Certainly on the island of Lemnos (modern Limnos), just off the coast of
modern Turkey, an inscription has been found which bears structural
similarities with Etruscan and even, possibly, some common vocabulary.
It is also possible that the Lemnian language shares some similarities
with non-IE Anatolian languages. See:
Also the tradition of a Lydian origin of the Etruscans is at least 2 and
half thousand years old. IIRC it is first recorded by Herodotos in the
5th century BCE. Certainly in the Roman period the Lydian origin of the
Etruscans was widely accepted.
Lydian is known to us from some 50 or so inscriptions from the 4th cent
BCE. Its interpretation is enigmatic, but certain grammatical forms are
reminiscent of IE Hittite. Therefore, *as a working hypothesis* the 4th
cent language is generally regarded as an IE Anatolian language; but it
clearly has non-IE elements also and a non-IE language may well have
been spoken in this area at an earlier date.
That Etruscan is not related to IE Anatolian languages is shown by
*linguistic* criteria. There is IMNSHO no reason to discount a connexion
with one or more non-IE languages of Asia Minor.
>Sort of like how some Celts got down to
> what is turkey, forming Galatia..
You mean how in 230 BCE King Attalos of Pergamon settled those Galatai,
who had crossed into Asia Minor around 270 BCE and were roaming around
making a nuisance of themselves, among the Phrygian people to the north
of what is now Ankara?
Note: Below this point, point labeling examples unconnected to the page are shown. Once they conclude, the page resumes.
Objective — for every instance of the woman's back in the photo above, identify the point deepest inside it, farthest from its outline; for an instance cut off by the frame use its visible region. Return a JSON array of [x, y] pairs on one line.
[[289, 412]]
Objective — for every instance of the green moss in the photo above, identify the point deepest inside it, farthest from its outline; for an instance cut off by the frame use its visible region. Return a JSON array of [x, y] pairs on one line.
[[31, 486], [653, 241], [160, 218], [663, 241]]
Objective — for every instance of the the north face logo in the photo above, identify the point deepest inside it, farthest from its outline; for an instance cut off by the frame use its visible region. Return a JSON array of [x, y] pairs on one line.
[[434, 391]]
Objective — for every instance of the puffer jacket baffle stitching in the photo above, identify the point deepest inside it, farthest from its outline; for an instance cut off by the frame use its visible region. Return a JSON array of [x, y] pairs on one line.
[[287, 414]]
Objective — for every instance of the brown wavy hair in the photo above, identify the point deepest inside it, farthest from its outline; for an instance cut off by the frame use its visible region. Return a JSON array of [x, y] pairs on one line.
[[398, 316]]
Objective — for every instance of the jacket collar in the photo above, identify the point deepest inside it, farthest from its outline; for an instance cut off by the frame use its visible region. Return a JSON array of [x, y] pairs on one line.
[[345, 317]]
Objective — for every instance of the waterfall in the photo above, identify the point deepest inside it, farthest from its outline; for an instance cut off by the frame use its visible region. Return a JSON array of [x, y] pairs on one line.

This is not exactly an unknown ploy used by kings
and other rulers throughout the ages to contains 'troublesome' populations.
The various odd glosses given by ancient writers and names found among
ancient inscriptions confirm that a language related to ancient Gallic
was used in this area until the 4th or 5th century CE. Jerome in the 4th
century CE tells us that the people around Trier (in north Gaul, now in
south-west Germany) spoke a similar language to the Galatians in Asia Minor.
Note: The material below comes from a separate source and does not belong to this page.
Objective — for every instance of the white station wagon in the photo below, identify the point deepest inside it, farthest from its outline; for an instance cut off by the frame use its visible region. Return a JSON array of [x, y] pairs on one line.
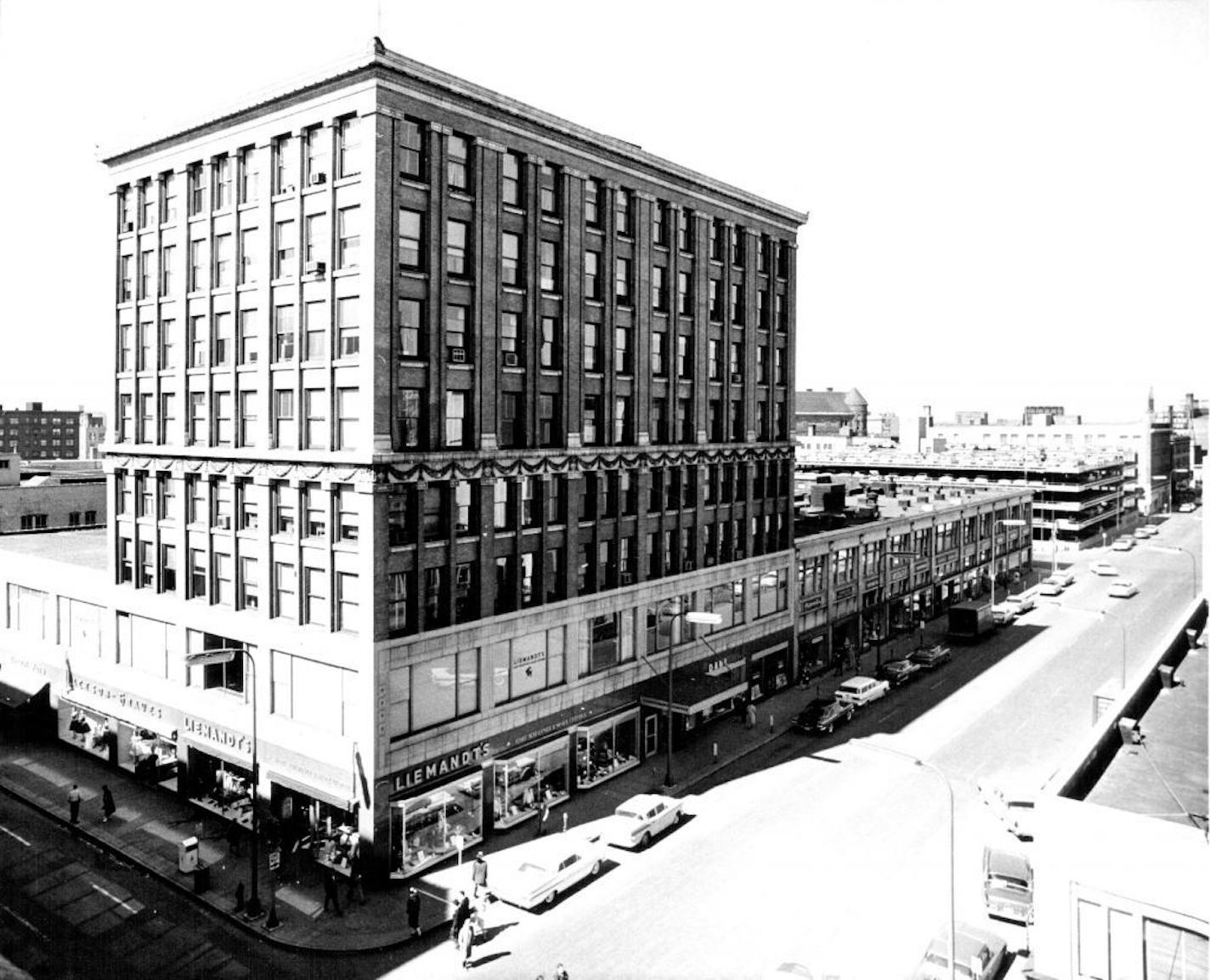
[[858, 691], [541, 870], [641, 818]]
We know from ancient authors that groups of Keltai & Galatai (it is
unclear whether they are alternative names for the same peoples or
whether they are two distinct but related peoples) began moving into the
Balkan area during the 4th cent BCE. That they eventually made their way
across the Bosphoros and into Asia Minor is hardly surprising.
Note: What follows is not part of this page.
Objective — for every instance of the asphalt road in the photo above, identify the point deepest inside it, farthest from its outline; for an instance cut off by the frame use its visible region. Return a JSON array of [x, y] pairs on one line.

I really do not understand the point you are trying to make.
> Me, still trying to figure out how much of Norse myth is more two cultures
> colliding, and mixing..
Eh? What's this to do with migrations into and out of Asia Minor/
Anatolia? I'll leave this for our Nordic conlangers to deal with (if
they are so minded).
> Not if they can figure out the meanings of the Linear A from Crete, it will
> be interesting.
Obviously, if Linear A can be deciphered in such a way that the majority
of scholar accept the decipherment, this will be of great interest. But
what on earth (or indeed in the universe) has that got to do with Norse
> How much of Basque is spanish or french loan words, and how much is
> Latin/Germanic loan words, or more like how much is Phonecian/Berber or
> Arabic loan words?
Eh???? Obviously there will be French & Spanish loanwords. They are the
two modern languages with extra-European usage that are in daily contact
with Basque, duh!
The loan words from Vulgar Latin are well-known. But Phonecian/Berber or
Arabic? What's the point you're trying to make?